The Deswarte Prize was established in memory of Richard Deswarte, a founding convenor of the Digital History seminar at the Institute of Historical Research (IHR), University of London, and an advocate for the value and importance of digital history.
The prize seeks to celebrate the best of digital history internationally, with a particular focus on published works that make substantial contributions to the historiography of their field and intervene in debates concerning methodology.
An unexpected prize
The judging panel agreed that, from a strong field of nominations, the ‘article was the standout piece.’
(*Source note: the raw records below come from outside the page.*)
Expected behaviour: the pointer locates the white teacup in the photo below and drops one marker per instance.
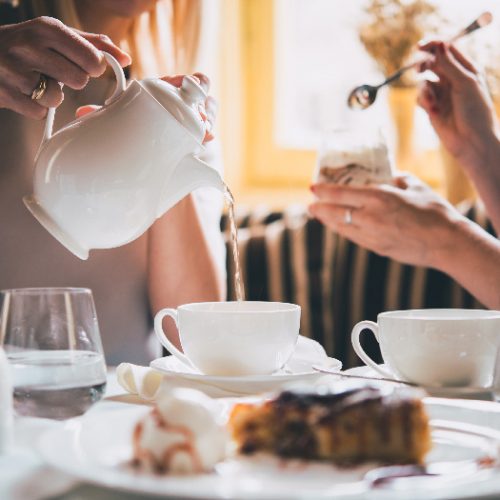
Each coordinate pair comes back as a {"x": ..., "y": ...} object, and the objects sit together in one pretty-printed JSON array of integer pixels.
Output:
[
  {"x": 233, "y": 338},
  {"x": 435, "y": 347}
]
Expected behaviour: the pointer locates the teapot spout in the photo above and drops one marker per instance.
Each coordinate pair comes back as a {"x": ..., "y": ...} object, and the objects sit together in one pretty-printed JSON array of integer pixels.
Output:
[{"x": 190, "y": 174}]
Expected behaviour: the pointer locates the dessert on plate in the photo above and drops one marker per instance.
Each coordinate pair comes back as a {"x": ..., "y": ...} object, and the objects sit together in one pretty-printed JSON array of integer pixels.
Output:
[
  {"x": 356, "y": 425},
  {"x": 183, "y": 434}
]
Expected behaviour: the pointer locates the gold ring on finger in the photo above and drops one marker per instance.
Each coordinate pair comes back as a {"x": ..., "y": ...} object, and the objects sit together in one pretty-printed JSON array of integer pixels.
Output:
[
  {"x": 40, "y": 89},
  {"x": 348, "y": 216}
]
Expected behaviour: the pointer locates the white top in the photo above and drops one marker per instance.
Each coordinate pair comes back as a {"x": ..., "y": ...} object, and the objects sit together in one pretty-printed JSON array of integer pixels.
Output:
[{"x": 31, "y": 257}]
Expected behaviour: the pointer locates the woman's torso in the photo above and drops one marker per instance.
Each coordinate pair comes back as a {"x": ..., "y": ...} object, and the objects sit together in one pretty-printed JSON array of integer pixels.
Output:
[{"x": 31, "y": 257}]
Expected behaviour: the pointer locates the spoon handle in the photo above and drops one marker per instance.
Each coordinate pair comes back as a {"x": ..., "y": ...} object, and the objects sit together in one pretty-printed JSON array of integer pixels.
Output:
[{"x": 483, "y": 20}]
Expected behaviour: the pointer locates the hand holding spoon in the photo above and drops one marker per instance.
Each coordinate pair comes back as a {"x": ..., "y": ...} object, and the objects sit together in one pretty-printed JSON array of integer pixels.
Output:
[{"x": 364, "y": 96}]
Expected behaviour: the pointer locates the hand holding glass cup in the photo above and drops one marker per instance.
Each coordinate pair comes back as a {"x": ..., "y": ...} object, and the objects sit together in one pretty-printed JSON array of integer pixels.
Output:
[{"x": 51, "y": 338}]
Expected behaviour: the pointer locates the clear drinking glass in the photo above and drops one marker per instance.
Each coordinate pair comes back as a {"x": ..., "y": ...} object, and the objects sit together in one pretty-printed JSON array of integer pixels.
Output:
[
  {"x": 51, "y": 338},
  {"x": 357, "y": 155}
]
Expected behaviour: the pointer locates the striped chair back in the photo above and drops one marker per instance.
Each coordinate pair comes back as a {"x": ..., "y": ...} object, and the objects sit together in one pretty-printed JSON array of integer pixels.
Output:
[{"x": 292, "y": 258}]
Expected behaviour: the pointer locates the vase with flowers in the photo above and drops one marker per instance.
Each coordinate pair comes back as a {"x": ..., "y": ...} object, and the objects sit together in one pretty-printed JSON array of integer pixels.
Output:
[{"x": 390, "y": 34}]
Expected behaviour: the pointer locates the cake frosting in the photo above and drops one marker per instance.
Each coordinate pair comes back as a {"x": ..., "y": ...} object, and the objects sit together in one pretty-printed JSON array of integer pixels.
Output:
[
  {"x": 362, "y": 164},
  {"x": 183, "y": 434}
]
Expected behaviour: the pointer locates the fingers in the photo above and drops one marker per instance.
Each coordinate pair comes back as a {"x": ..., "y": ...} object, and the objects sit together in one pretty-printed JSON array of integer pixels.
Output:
[
  {"x": 203, "y": 80},
  {"x": 53, "y": 95},
  {"x": 463, "y": 60},
  {"x": 103, "y": 42},
  {"x": 175, "y": 80},
  {"x": 57, "y": 67},
  {"x": 85, "y": 110},
  {"x": 348, "y": 196},
  {"x": 446, "y": 65},
  {"x": 20, "y": 103},
  {"x": 434, "y": 97},
  {"x": 68, "y": 43}
]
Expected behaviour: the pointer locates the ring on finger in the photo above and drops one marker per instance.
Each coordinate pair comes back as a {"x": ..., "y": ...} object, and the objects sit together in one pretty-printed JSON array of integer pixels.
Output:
[
  {"x": 40, "y": 89},
  {"x": 348, "y": 216}
]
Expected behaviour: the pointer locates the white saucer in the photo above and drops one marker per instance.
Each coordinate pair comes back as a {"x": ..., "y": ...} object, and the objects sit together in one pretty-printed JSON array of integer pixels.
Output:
[
  {"x": 483, "y": 393},
  {"x": 299, "y": 369}
]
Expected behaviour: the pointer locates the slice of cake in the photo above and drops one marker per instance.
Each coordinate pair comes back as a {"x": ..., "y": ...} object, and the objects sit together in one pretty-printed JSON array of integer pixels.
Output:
[{"x": 353, "y": 426}]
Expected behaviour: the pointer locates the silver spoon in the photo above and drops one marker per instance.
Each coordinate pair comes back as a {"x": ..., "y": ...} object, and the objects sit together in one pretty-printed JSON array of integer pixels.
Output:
[{"x": 364, "y": 96}]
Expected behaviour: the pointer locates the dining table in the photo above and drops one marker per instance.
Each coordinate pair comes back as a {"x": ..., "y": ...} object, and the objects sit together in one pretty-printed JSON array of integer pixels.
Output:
[{"x": 25, "y": 476}]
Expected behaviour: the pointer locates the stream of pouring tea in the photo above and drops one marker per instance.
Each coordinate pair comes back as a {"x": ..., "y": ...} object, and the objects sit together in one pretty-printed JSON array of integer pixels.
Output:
[{"x": 238, "y": 282}]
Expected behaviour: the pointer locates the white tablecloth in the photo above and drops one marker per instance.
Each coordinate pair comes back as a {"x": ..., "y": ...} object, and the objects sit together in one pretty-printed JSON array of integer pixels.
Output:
[{"x": 23, "y": 476}]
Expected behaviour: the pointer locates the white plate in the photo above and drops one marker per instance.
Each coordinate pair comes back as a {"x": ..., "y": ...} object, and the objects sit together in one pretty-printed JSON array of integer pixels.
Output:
[
  {"x": 484, "y": 393},
  {"x": 98, "y": 449},
  {"x": 298, "y": 369}
]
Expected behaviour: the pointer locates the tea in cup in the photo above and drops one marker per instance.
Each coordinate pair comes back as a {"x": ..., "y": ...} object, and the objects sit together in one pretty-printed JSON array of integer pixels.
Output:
[
  {"x": 435, "y": 347},
  {"x": 233, "y": 338}
]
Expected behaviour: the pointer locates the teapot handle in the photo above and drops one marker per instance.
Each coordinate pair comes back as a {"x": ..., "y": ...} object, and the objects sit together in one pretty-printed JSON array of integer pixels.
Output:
[{"x": 121, "y": 85}]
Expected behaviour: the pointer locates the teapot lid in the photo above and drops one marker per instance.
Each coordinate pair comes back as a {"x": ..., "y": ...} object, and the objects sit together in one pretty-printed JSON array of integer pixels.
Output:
[{"x": 181, "y": 102}]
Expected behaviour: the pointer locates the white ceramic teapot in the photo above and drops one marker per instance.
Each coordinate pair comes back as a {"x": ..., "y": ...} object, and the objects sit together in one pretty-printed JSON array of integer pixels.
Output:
[{"x": 103, "y": 179}]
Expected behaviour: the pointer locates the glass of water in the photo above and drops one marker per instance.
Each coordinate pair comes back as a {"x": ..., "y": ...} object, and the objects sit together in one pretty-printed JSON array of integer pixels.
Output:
[{"x": 51, "y": 338}]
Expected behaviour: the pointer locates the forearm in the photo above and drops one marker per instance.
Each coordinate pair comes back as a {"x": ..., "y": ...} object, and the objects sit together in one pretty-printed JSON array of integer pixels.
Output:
[
  {"x": 484, "y": 171},
  {"x": 472, "y": 257},
  {"x": 182, "y": 268}
]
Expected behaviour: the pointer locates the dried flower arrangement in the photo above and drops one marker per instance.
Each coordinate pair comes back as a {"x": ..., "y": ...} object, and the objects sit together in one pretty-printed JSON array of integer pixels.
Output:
[{"x": 392, "y": 30}]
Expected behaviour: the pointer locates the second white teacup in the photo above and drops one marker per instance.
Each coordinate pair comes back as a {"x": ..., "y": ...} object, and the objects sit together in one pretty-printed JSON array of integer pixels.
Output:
[
  {"x": 233, "y": 338},
  {"x": 435, "y": 347}
]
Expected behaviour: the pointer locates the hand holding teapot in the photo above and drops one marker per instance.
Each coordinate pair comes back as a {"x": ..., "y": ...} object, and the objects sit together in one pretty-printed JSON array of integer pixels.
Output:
[{"x": 103, "y": 179}]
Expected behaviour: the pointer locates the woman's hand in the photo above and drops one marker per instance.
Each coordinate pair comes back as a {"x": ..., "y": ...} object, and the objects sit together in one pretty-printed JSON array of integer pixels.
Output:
[
  {"x": 208, "y": 110},
  {"x": 46, "y": 46},
  {"x": 407, "y": 222},
  {"x": 459, "y": 105}
]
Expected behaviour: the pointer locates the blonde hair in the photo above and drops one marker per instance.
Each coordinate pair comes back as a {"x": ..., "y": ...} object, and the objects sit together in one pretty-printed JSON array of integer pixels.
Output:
[{"x": 161, "y": 41}]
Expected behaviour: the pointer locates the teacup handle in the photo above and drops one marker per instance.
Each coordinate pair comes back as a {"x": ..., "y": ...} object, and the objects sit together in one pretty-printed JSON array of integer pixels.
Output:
[
  {"x": 162, "y": 337},
  {"x": 121, "y": 85},
  {"x": 356, "y": 332}
]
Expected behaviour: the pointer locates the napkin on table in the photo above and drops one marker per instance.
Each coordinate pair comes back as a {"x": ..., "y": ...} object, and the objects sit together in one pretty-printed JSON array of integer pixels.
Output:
[{"x": 148, "y": 383}]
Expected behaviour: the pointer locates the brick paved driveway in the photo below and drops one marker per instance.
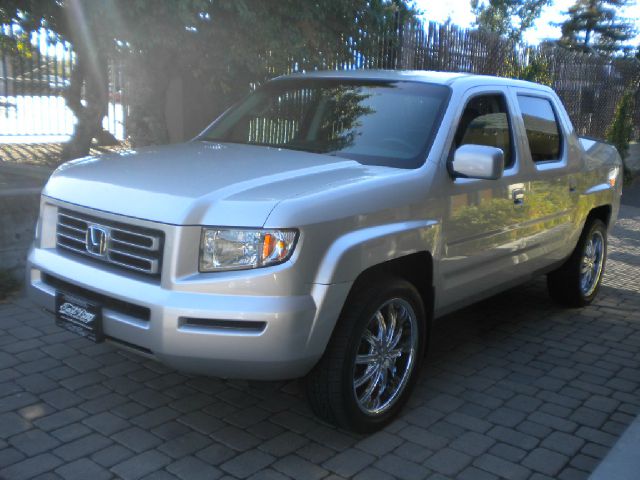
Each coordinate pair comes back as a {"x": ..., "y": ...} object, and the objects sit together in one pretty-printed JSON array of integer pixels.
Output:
[{"x": 516, "y": 388}]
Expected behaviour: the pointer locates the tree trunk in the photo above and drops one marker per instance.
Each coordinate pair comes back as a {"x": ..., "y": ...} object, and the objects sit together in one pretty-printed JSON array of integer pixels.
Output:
[
  {"x": 91, "y": 72},
  {"x": 148, "y": 84}
]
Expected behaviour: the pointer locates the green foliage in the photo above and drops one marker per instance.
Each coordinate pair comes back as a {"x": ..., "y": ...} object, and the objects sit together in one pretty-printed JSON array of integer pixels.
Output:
[
  {"x": 594, "y": 26},
  {"x": 620, "y": 131},
  {"x": 537, "y": 70},
  {"x": 509, "y": 18}
]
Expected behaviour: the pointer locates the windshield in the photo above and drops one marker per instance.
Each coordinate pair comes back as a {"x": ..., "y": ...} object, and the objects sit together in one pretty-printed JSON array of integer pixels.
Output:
[{"x": 388, "y": 123}]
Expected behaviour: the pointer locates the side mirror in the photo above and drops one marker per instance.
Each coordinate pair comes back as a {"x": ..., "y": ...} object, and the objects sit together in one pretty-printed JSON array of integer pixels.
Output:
[{"x": 478, "y": 161}]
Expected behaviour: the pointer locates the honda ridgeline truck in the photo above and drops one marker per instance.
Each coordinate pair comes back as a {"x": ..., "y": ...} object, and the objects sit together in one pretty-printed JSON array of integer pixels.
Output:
[{"x": 320, "y": 225}]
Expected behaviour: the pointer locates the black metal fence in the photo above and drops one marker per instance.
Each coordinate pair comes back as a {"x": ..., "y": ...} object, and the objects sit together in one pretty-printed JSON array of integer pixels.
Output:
[{"x": 34, "y": 72}]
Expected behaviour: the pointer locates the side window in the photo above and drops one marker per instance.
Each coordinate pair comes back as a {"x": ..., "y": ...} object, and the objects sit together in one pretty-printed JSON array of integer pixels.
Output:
[
  {"x": 485, "y": 121},
  {"x": 543, "y": 131}
]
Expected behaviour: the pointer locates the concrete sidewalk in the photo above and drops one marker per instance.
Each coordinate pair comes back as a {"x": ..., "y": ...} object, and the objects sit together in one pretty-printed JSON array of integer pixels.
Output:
[{"x": 515, "y": 388}]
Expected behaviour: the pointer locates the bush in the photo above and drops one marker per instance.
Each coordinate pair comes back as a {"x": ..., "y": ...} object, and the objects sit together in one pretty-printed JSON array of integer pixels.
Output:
[{"x": 8, "y": 283}]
‘’This was totally unexpected,” says Joris van Eijnatten. ”The message arrived out of the blue on a Monday morning, and it made my day! Pim and I both feel deeply honored in having received this token of recognition from our peers.
I’m pleased that our article can help stimulate digital historical research in this way. The establishment of a prestigious award like the Deswarte Prize demonstrates that the humanities and what we at the eScience Center call ‘enhanced science’ make excellent bedfellows.”
Echoing this sentiment, Pim Huijnen says, “I’m absolutely honoured and proud to receive this prize. It has been a joy to do this research together with Joris because we are very much on the same page when it comes to what we find interesting in cultural history and how to use computational techniques to study these questions.”
What is the article about?
We asked Joris and Pim to give a quick summary of the article. They explained: ”the question we posed was, ‘how did people in the past think about the future?’
We used digital methods to trace the different meanings attributed to ‘future’ in Dutch parliamentary records between 1814 and 2018. We saw some intriguing trends. Past futures were never certain, but they were relatively more predictable.
In the nineteenth century, people found comfort in the idea that the future lay in God’s hands. In the 1970s, they believed the future could be planned, or even predicted in the form of scenarios. Through the 1980s and 1990s, this changed radically: the future became fundamentally unpredictable and risky. It became something to be afraid of.”
As we all know, research results come with a lot of work. So, what was their drive in writing this paper and what did the roadmap look like?
”Pim and I are fascinated by ‘conceptual history’. This is the history of words that are heavy in meaning, such as ‘democracy’ and ‘freedom’. Meanings change over time. In this case, we focused on the ‘future’ because this concept is highly topical at the moment. The future is in a crisis. We don’t control it anymore. Just think about the consequences of climate change or global warfare: they bring home to us that the future is more uncertain than ever.
We worked on and off on this article for the larger part of a year. Getting the data organized, writing the code, extracting relevant results, and especially putting everything down on paper required multiple passes. The robust editorial process to which articles in the humanities are subjected probably took another year.”
And their hard work paid off! On 8 November, Joris and Pim will receive their award during the IHR Digital History seminar series at the University of London, which will be live-streamed on YouTube.